Froxfield in Hampshire is a hamlet in the civil parish of Froxfield and Privett containing several small hamlets including Privett.  Froxfield and Privett stand approximately 3 miles WNW of Petersfield within the East Hampshire Area of Outstanding Natural Beauty (AONB) of Hampshire. Entirely within South Downs National Park, it sits on high ground overlooking the Hangers.

Evidence of ancient settlement in Froxfield includes traces of a Romans encampment in the south of the parish.
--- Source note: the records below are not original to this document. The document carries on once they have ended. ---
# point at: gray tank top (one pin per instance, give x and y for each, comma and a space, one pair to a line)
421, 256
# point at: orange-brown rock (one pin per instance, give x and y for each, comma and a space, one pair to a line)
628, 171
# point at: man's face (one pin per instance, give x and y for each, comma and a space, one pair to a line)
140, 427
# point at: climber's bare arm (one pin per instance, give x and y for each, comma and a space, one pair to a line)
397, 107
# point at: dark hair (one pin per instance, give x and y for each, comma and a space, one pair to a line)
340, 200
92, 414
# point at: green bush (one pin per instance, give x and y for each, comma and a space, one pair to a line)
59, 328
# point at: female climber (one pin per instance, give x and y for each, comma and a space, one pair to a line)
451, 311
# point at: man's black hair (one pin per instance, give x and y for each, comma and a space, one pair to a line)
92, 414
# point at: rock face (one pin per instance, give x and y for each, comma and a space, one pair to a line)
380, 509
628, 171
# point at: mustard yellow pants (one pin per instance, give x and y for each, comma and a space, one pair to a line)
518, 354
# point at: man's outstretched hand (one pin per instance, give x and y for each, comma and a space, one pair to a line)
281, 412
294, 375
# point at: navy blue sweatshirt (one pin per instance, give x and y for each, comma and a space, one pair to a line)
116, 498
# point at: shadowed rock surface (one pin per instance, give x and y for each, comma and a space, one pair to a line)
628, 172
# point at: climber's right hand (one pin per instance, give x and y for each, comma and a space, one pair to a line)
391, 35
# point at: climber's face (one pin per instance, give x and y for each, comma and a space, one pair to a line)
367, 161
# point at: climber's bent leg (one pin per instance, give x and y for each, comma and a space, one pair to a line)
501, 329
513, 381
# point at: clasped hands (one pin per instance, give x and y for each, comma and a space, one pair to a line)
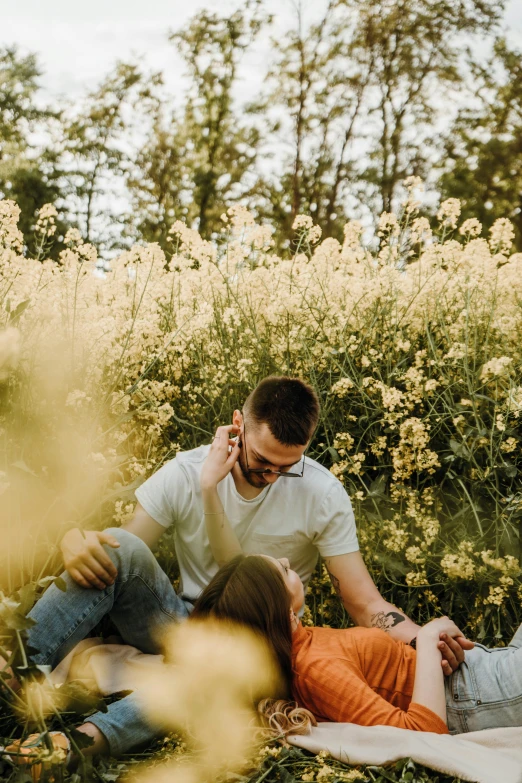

Fragments of an earthwork running across the Parish are supposed to have formed part of the boundary between the ancient kingdoms of Wessex and Sussex.

The village has two churches, St Peter on the Green, built in 1884 on the site of the original 12th century church and St Peter's, High Cross was built in 1862 after the original Norman parish church at Froxfield Green was demolished, it contains the Norman pillars from the previous church.  Holy Trinity Church, Privett is a redundant Grade II* listed church in the ecclesiastical parish of Froxfield.

At the 2011 Census the hamlet had become a civil parish in its own name. The population in 2011 was 961.

Pubs 
The two highest pubs in Hampshire are The White Horse, more commonly known as The Pub With No Name and The Trooper Inn which at the beginning of the First World War it is said that the pub was used as a recruiting centre for troops, although it is not known whether this was the source of the Trooper name.

Education 

Froxfield CofE Primary and Pre-School  is the only school within the Parish. The school has roughly 103 pupils and age ranges from 4 – 11 years old.